Practical Tips on Time Travel: How to Transport Using Gestures in VR
Time travel is a powerful tool for storytellers, but here I argue that all VR/AR designers can use associations with time travel to communicate help users grasp concepts more quickly.
For VR/AR designers, time travel presents an interesting case study of:
- Using physical gestures to represent abstract concepts
- Activating known associations with each of those abstract concepts
Make Physical Gestures Represent Time in Space
Conceptually, human move through time. That means that how we think about space affects how we think about time. As new technologies for tracking gestures improve, that means that VR/AR designers can build existing brain/body connections into their operating systems.
In today’s world of VR devices, imagine that you wanted to activate people’s senses of the future or the past using HTC Vive controllers.
First start by thinking about what represents the future. Generally, people believe that the future is in front of them and they will even lean forward when thinking about it. The opposite is true for the past where people can be observed leaning backwards when reminiscing.
In VR, it’s a 360-degree environment so it’s no exactly clear what’s the front and back of any experience so you should anchor associations of the future and past to the user’s body using hand gestures. Point your index finger forward to advance time and extend your thumb being you to reverse time. Or, if the user has a set of controllers, have the forefinger buttons map to future movement and thumb buttons move you into the past. Plus, give users the sense of moving forward or backward if you want them to feel transported to the future or the past.
But does it matter if I’m not literally building a VR game about time travel?
Yes! These physical associations with the future and the past can be used by all VR/AR designers. By now, I hope that I’ve convinced you that people are wired to perceive the future in front and the past behind. Now you can use associations your target user has with the future or the past to map back to physical gestures.

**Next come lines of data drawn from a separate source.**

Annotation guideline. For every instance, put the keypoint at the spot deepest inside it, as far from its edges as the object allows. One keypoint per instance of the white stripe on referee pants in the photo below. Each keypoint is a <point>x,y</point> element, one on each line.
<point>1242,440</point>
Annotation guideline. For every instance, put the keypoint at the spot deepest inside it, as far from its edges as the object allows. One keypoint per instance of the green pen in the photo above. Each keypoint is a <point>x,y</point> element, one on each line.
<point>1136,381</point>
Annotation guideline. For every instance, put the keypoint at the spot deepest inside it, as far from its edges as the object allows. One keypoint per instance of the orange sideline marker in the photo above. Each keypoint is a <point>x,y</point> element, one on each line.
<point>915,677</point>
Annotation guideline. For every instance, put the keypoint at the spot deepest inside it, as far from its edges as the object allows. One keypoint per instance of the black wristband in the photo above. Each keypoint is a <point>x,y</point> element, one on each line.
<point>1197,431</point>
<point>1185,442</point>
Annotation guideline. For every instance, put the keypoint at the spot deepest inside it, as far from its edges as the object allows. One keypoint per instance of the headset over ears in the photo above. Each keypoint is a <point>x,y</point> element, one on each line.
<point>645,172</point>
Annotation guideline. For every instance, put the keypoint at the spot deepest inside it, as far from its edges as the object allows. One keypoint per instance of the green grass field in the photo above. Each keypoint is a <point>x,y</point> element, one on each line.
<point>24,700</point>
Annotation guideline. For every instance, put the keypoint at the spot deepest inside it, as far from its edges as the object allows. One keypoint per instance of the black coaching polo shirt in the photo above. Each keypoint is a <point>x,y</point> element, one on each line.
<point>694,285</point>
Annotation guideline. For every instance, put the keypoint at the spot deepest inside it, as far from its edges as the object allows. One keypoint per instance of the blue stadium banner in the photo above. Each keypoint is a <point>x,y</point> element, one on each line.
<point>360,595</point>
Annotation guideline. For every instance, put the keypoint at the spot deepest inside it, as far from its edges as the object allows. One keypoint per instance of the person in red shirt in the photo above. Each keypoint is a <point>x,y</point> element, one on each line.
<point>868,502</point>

The future generally associated with the following:
- It offers more influence over external events. Meaning that it is easier to control outcomes in the future compared to similar situations than the past
- People tend to expect more positive things and fewer negative things will happen to them in the future.
- This leads them to anticipate all sorts of self-improvements (being healthier, skinnier, wiser, etc.) due to them exercising, dieting, reading, etc. more.
Now if people have such a large sense of optimism and expect so many positive things in the future, this also means that their rumination on the future is:
- More imaginative than realistic (no reality checks)
- Focused on the fulfillment of their greatest desires
- Filled with more stereotypes and less variety
Now that you know about each of the associations with the future and you can imagine the converse association for the past. There is much more negativity, uncontrollable outcomes, variety and details in the past.
Using physical cues for the future [front] and the past [behind] can bring to mind the associations that Americans already have with the future and the past. Using physical gestures to represent concepts as abstract as the future, but could also bring to mind things associated with the future such as a greater sense of self-control.
Here’s an example of how to use the gestures and associations with the future in an indirect way. Let’s say that you wanted to give people a heightened sense of autonomy and control inside of your experience. Prime them to act with more autonomy by having them lean into your experience.
Another instance where you could utilize these associations would be around storytelling. If you wanted people to consume a narrative that you have created, let them sink back to watch it. Indicate that the events have already occurred and that they cannot change.
Takeaways
- People come into any experience with pre-existing associations and it’s up to the designers to utilizing existing ones or train new ones.
- Abstract concepts such as the future or the past can have physical associations (leaning forwarding, etc).
- It is possible to use physical gestures to represent abstract concepts. Pointing with the index finger, or using the trigger button on a controller can map onto the future.
- Start by thinking about the feelings and associations that you want your users to have. What the the associations and references that people have with those things and work backward from there.
References
Kane, J., McGraw, A. P., & Van Boven, L. (2008). Temporally asymmetric constraints on mental simulation: Retrospection is more constrained than prospection. The handbook of imagination and mental simulation, 131–149.